Викрам слышал много историй о лесорубах и ловцах змей, которые уходили в лес и не возвращались: камбоджийская природа таила в себе много опасностей, особенно для тех, кто не знал ее законов или не соблюдал их.


Школа, в которой учился Викрам, располагалась на равнине возле небольшого живописного пруда. Она состояла из трех вытянутых одноэтажных зданий, которые образовывали букву «П», а между ними располагался школьный двор. Это была одна из тысяч стандартных сельских школ, построенных в 1930-е годы и с тех пор ни разу не ремонтировавшихся, поэтому вид у зданий был довольно ветхий и обшарпанный. Во многих классных комнатах не было дверей, с потолков сыпалась штукатурка, а во время сильных дождей занятия вообще не проводились, так как сквозь щели в крыше в классные помещения тонкими струйками стекала вода.

Викрам оказался не первым учеником, пришедшим в школу в то утро. Войдя в класс, он увидел там свою одноклассницу Каем, хрупкую девчушку с большими красивыми глазами и очень темной кожей, цвет которой она унаследовала от отца тамила. Каем сидела за партой и старательно выводила что-то в своей тетради. Увидев Викрама, она широко улыбнулась ему.

– О, как хорошо, что ты пришел! Иди-ка, помоги мне, – сказала девочка.

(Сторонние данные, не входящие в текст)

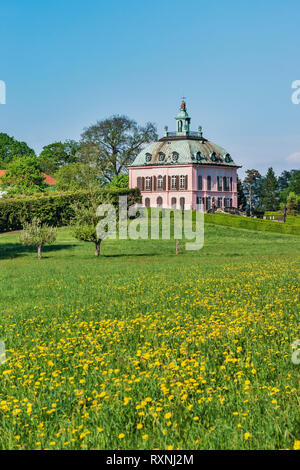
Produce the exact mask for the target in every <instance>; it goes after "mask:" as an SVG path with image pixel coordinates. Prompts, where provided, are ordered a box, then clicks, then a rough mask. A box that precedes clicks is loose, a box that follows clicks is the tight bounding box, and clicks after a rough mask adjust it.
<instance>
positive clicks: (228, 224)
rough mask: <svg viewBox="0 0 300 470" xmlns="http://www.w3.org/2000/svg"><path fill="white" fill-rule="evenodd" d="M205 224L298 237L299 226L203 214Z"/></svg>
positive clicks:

Викрам был отличником по большинству предметов и никогда не отказывал в помощи своим одноклассникам, а уж тем более Каем, которая давно пленила его своей необычной индийской красотой. Мальчик подошел к ней и уселся рядом. В ее тетради он увидел кое-как сделанное задание по грамматике кхмерского языка. Текст буквально пестрел ошибками. Впрочем, письменный кхмерский язык многим ученикам давался с большим трудом.

– Посмотри, тут все правильно? – спросила она, пододвигая тетрадь Викраму.

– Да нет, не совсем, – сказал мальчик. – Знаешь, на самом деле тут полно ошибок.

– Ну вот, я так и знала, – вздохнула девочка. – А ты поможешь исправить?

– Конечно, – с готовностью согласился Викрам, достал из сумки карандаш и принялся исправлять ошибки.

Викраму очень нравилась кхмерская письменность, хотя он и сам часто путался в сложных орфографических правилах. Родители Викрама мечтали, чтобы их сын стал грамотным, первым грамотным человеком в их семье. Хиен и Совади провели детство в поле, за тяжелой крестьянской работой, и так и не выучились читать и писать. Сопхат с грехом пополам обучился чтению только когда переехал жить в город и все еще читал по слогам. Большинство крестьянских детей, соседей Хиена, с малых лет приучались к крестьянскому труду и не ходили в школу, но Хиен твердо решил, что его сын должен получить образование и, кто знает, может быть, тогда ему удастся стать крупным ученым, инженером или врачом.

– Ну вот, теперь вроде все правильно, – сказал Викрам, покончив с работой над ошибками и возвращая тетрадь Каем.